Gerek Ahmet Davutoğlu, gerekse Ali Babacan’ın parti kurma süreçleri ne Muharrem İnce’ye, ne de Ümit Özdağ’a benzemektedir. Bu yüzden motivasyon kaynakları daha çok kişisel hesapları gibi görünmektedir. İlâveten geçmişle bağlarını sağlıklı bir şekilde koparamamış olmalarının yanında kendileriyle yüzleşemeden partiler kurulmuştur. Söylemler ise klişeleşmiş “tek adam” hükümranlığına karşı mücadele üzerine kurgulanmıştır. Dün söyledikleri ve sahip çıktıkları şeylere bugün karşı çıkmaktadırlar.

Bir zeminde tutunamama ve tamamen eski arkadaşlarıyla hesaplaşma içine girme, siyâsileri ya da partileri geliştirmek ve büyütmek yerine başkalaştırmaktadır. Ahmet Davutoğlu ve Ali Babacan eğer süreci iyi yönetemez ve Tayyip Erdoğan nefreti üzerinden gitmeye devam ederlerse, eskiden kalma imajları gittikçe bozulacak ve bir müddet sonra Abdülatif Şener gibi bir tipoloji ortaya çıkacaktır.

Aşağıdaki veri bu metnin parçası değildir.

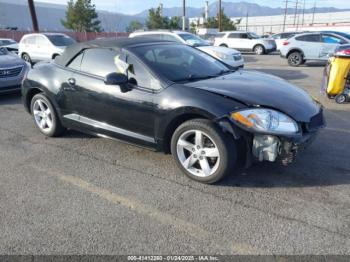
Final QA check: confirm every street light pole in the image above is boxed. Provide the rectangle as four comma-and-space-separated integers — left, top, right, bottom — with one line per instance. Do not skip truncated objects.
182, 0, 186, 31
219, 0, 222, 32
28, 0, 39, 32
283, 0, 288, 32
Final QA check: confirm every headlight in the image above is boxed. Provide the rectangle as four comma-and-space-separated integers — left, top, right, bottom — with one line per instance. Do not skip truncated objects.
231, 109, 299, 134
214, 51, 233, 60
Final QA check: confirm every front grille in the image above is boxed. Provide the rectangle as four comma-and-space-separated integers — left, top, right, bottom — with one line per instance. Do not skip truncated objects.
0, 66, 23, 78
306, 111, 325, 132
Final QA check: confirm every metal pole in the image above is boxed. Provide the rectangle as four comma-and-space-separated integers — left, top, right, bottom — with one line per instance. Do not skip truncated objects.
28, 0, 39, 32
245, 12, 249, 32
219, 0, 222, 32
301, 0, 305, 26
182, 0, 186, 31
294, 0, 299, 26
312, 1, 316, 25
283, 0, 288, 32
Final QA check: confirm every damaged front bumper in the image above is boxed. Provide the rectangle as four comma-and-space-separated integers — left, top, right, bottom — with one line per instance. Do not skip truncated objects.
251, 132, 317, 165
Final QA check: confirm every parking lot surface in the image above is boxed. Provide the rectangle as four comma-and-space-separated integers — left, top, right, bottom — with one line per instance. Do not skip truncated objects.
0, 55, 350, 254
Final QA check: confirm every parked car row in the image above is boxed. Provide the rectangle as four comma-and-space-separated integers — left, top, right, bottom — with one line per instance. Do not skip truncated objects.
13, 35, 324, 183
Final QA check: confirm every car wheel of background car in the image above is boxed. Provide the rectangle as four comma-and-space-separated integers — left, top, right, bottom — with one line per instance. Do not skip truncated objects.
22, 53, 32, 64
288, 51, 305, 66
30, 94, 64, 137
253, 45, 265, 55
171, 119, 237, 183
335, 94, 347, 104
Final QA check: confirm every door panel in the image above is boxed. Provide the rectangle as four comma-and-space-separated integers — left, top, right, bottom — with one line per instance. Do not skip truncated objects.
63, 48, 154, 142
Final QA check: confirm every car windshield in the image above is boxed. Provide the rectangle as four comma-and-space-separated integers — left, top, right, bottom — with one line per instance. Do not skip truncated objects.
249, 32, 261, 39
130, 44, 232, 82
0, 47, 9, 55
46, 35, 75, 46
330, 31, 350, 40
179, 34, 209, 46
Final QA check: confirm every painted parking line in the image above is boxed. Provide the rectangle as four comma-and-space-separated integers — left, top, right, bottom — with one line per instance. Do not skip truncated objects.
31, 166, 269, 255
325, 127, 350, 134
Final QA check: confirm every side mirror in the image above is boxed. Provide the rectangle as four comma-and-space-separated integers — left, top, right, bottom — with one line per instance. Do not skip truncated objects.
104, 73, 128, 85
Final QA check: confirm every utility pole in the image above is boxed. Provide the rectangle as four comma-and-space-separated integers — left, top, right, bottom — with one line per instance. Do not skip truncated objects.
283, 0, 288, 32
312, 1, 316, 25
182, 0, 186, 31
294, 0, 299, 26
301, 0, 305, 26
28, 0, 39, 32
219, 0, 222, 32
245, 12, 249, 32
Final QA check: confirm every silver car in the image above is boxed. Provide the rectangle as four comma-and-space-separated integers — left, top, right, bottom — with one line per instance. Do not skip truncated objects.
280, 32, 350, 66
0, 47, 29, 94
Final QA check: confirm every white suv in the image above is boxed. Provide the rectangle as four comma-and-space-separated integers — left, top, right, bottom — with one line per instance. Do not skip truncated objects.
214, 31, 276, 55
280, 32, 350, 66
18, 33, 75, 63
129, 31, 244, 67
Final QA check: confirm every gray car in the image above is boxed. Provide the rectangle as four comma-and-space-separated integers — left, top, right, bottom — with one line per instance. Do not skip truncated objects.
280, 32, 350, 66
0, 47, 29, 94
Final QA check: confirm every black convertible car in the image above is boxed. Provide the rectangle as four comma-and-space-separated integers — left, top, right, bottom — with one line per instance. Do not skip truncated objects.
22, 38, 324, 183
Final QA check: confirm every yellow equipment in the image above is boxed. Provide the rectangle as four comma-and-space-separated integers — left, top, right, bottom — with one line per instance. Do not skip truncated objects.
326, 46, 350, 104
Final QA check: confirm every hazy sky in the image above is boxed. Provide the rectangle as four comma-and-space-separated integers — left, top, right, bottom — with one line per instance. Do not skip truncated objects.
30, 0, 350, 14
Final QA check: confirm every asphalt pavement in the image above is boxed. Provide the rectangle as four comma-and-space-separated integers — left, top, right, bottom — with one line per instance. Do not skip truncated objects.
0, 55, 350, 255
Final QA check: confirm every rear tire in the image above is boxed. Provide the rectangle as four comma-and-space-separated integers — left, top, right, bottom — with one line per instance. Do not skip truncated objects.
30, 93, 64, 137
287, 51, 305, 66
171, 119, 237, 184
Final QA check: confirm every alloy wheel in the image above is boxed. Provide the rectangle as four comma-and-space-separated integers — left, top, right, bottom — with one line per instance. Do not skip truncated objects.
176, 130, 220, 177
33, 99, 53, 133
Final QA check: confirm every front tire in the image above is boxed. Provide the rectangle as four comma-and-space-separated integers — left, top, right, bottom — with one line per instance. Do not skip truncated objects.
22, 53, 33, 64
30, 94, 64, 137
253, 45, 265, 55
171, 119, 237, 184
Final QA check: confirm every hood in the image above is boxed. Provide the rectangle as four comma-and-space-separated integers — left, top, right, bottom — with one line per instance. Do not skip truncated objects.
0, 53, 25, 68
186, 70, 320, 122
197, 45, 240, 55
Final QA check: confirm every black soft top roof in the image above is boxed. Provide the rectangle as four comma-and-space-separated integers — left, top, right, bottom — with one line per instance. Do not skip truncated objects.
55, 37, 174, 66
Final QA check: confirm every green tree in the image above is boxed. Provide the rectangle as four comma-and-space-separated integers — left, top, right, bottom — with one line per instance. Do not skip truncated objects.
126, 20, 143, 33
61, 0, 101, 32
146, 7, 169, 29
205, 9, 242, 31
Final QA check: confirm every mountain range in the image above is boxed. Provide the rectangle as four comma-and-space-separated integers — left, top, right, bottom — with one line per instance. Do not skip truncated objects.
0, 0, 347, 31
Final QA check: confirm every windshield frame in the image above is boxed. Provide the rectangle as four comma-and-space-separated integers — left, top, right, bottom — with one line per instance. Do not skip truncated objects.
177, 33, 210, 47
45, 34, 76, 46
125, 43, 232, 85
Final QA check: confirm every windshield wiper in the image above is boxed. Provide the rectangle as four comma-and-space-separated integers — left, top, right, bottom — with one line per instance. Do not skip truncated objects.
174, 75, 217, 82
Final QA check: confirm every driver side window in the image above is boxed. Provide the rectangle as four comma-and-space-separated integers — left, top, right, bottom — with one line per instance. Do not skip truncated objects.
127, 54, 161, 90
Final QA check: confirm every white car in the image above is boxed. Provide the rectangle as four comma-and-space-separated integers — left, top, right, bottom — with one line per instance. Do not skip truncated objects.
214, 31, 276, 55
0, 38, 18, 52
270, 32, 300, 51
129, 31, 244, 67
18, 33, 75, 63
280, 32, 350, 66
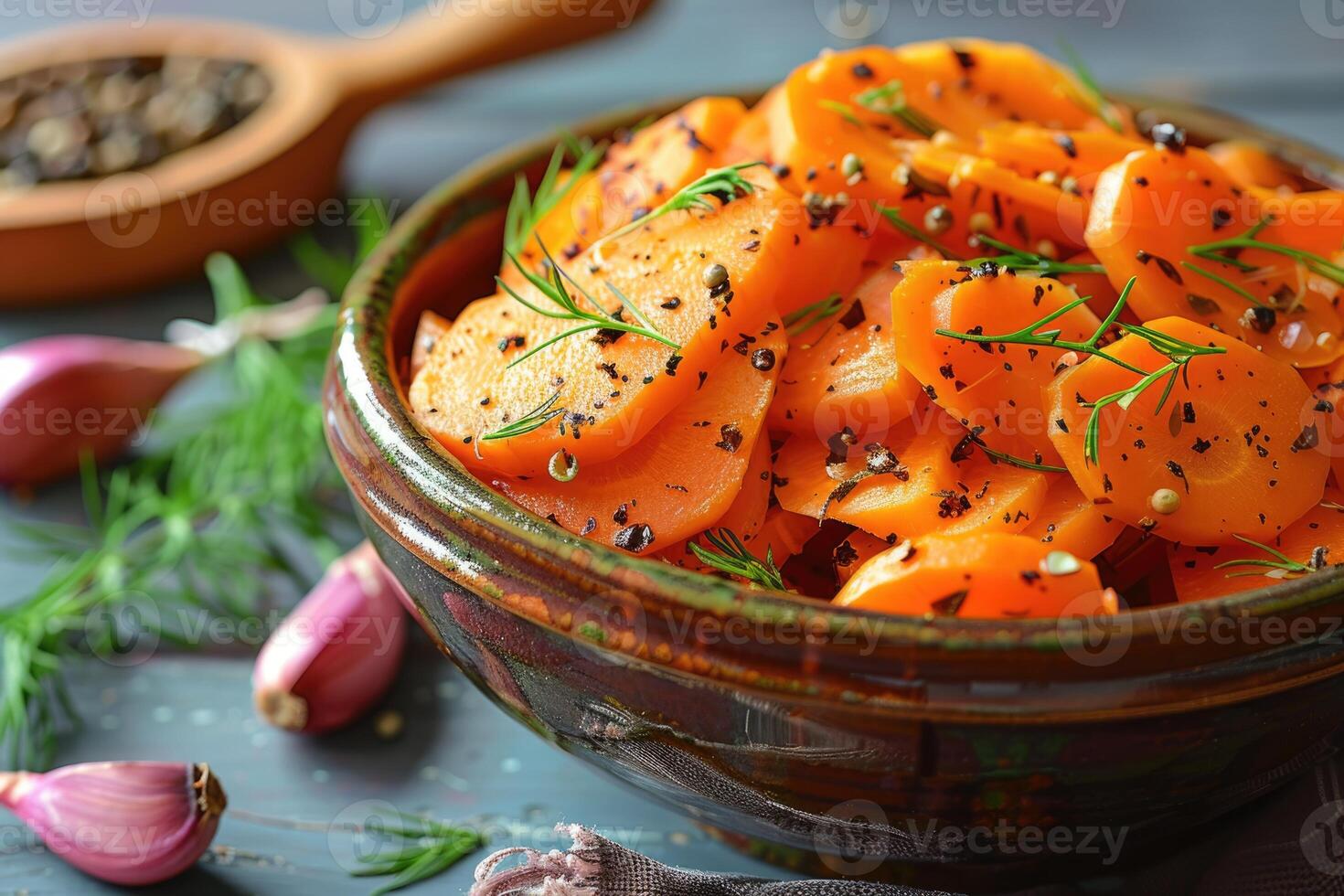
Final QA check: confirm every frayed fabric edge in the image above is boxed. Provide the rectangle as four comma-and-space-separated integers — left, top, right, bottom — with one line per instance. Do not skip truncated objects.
471, 825, 603, 896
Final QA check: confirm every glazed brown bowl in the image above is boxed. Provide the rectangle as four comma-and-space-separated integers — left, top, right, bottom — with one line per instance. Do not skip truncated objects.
325, 92, 1344, 890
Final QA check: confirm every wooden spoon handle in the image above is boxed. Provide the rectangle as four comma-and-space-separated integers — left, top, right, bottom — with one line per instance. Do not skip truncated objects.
325, 0, 655, 109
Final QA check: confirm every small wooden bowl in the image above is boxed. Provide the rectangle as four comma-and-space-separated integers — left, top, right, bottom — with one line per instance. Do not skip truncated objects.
325, 98, 1344, 892
0, 0, 652, 306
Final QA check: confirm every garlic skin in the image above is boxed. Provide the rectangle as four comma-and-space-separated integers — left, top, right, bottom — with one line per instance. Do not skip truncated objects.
0, 762, 227, 887
252, 541, 410, 733
0, 336, 206, 485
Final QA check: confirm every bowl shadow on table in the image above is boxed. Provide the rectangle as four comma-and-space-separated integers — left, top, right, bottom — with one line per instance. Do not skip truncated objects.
326, 94, 1344, 892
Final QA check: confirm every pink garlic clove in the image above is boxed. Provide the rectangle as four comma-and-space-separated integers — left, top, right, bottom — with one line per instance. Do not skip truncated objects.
0, 762, 227, 887
252, 541, 409, 733
0, 336, 204, 485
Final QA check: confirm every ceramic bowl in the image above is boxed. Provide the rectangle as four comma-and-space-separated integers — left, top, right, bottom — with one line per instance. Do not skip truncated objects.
325, 92, 1344, 890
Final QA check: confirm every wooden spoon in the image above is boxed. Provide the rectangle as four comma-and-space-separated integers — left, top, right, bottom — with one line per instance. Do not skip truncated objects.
0, 0, 652, 306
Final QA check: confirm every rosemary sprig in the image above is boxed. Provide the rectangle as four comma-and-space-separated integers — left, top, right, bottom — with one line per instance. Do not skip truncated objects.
784, 293, 844, 336
1059, 37, 1125, 134
691, 529, 787, 591
853, 80, 944, 137
504, 133, 606, 257
351, 813, 485, 896
1213, 535, 1321, 579
934, 277, 1227, 462
1186, 218, 1344, 284
876, 203, 961, 261
966, 234, 1106, 277
590, 161, 764, 267
0, 240, 372, 768
481, 392, 564, 442
495, 238, 681, 367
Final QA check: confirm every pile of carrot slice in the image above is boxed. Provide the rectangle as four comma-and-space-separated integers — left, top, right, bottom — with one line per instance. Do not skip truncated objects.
409, 40, 1344, 619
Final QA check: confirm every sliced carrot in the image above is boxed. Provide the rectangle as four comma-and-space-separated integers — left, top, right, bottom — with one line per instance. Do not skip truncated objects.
1086, 148, 1344, 367
830, 529, 892, 586
410, 168, 826, 475
1169, 486, 1344, 603
657, 435, 772, 572
891, 255, 1101, 462
1209, 140, 1307, 192
410, 312, 453, 380
1021, 473, 1125, 559
835, 533, 1117, 619
770, 40, 1123, 198
767, 267, 923, 442
775, 410, 1047, 539
486, 318, 787, 553
1046, 317, 1329, 544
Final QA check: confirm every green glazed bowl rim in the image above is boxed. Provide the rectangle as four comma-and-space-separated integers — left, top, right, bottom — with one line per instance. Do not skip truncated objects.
331, 91, 1344, 681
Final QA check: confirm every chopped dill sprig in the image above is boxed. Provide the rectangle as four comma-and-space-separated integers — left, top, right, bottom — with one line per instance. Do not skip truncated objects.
691, 529, 787, 591
1059, 37, 1125, 134
504, 133, 606, 262
590, 161, 764, 267
853, 80, 944, 137
784, 293, 844, 336
481, 392, 564, 442
495, 238, 681, 367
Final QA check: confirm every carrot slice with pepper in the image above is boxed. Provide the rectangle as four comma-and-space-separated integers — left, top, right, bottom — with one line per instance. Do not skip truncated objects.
1046, 317, 1329, 544
485, 318, 787, 553
835, 533, 1118, 619
1021, 475, 1125, 559
657, 435, 772, 571
1086, 143, 1344, 367
767, 266, 923, 441
891, 262, 1101, 464
1168, 486, 1344, 603
410, 168, 806, 475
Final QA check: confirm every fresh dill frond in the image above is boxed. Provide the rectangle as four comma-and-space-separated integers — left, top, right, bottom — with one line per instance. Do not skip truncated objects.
691, 529, 787, 591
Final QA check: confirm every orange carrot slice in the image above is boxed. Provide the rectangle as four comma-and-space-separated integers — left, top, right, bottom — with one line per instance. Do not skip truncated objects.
891, 255, 1101, 464
486, 318, 787, 553
410, 168, 806, 475
835, 533, 1117, 619
767, 266, 923, 442
1046, 317, 1329, 544
1086, 148, 1344, 367
1169, 486, 1344, 603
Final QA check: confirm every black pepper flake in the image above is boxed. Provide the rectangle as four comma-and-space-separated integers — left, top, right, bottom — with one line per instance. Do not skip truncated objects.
714, 423, 741, 454
752, 348, 775, 372
612, 523, 653, 553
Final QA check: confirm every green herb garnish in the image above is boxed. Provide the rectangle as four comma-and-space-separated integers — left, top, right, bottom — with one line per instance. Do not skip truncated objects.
784, 293, 844, 336
1059, 39, 1125, 134
481, 392, 564, 442
495, 240, 681, 367
934, 277, 1227, 462
853, 80, 944, 137
691, 529, 787, 591
504, 134, 606, 257
592, 161, 764, 267
351, 813, 485, 896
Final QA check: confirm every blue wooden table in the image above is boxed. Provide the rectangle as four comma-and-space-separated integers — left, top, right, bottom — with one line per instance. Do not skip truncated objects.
0, 0, 1344, 896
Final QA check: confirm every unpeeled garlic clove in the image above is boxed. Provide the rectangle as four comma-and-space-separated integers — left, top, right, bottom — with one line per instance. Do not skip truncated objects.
0, 336, 204, 485
252, 541, 409, 733
0, 762, 227, 887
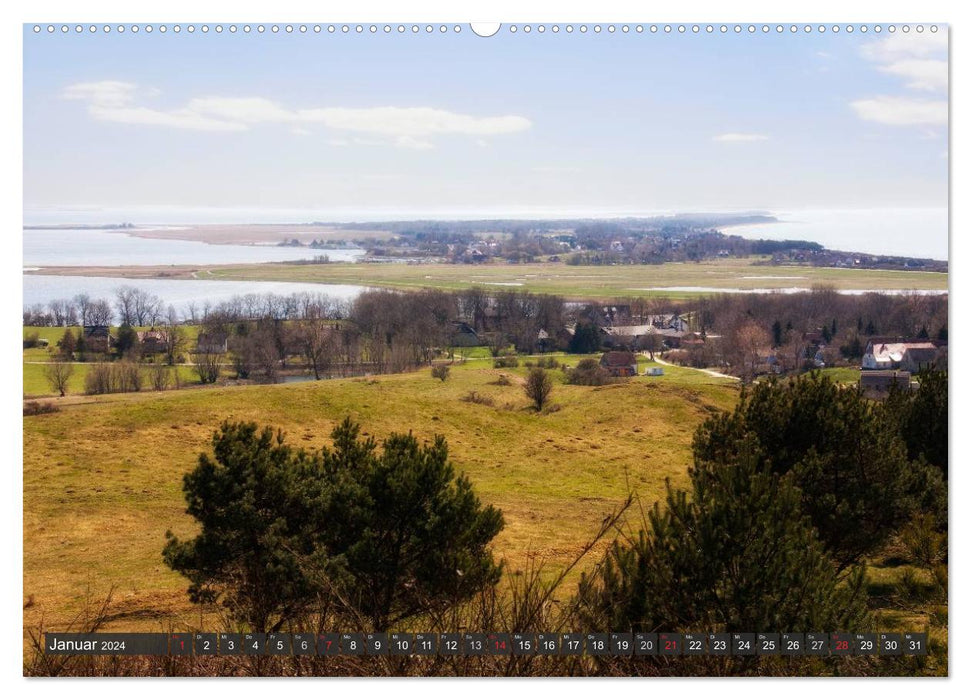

Bir partiden koparak yeni parti kurmak profesyonel bir siyâset gerektirir. Geçmişi karalayarak ya da yol arkadaşlarını satarak gitmek en kolay ama en etkisiz yöntemdir. Geçmişe sahip çıkarak ama ayrışma noktalarını açıkça itiraf ederek ve eski yol arkadaşlarına ithamda ölçüyü kaçırmayıp geçmişin hatırasına saygı duyacak şekilde bir ilişki ve iletişim tarzı geliştirmek gerekir. Aksi hâlde, kurulan partiler savrulmaya devam eder ve bir müddet sonra partiyi de, liderini de tanınmaz hâle getirir.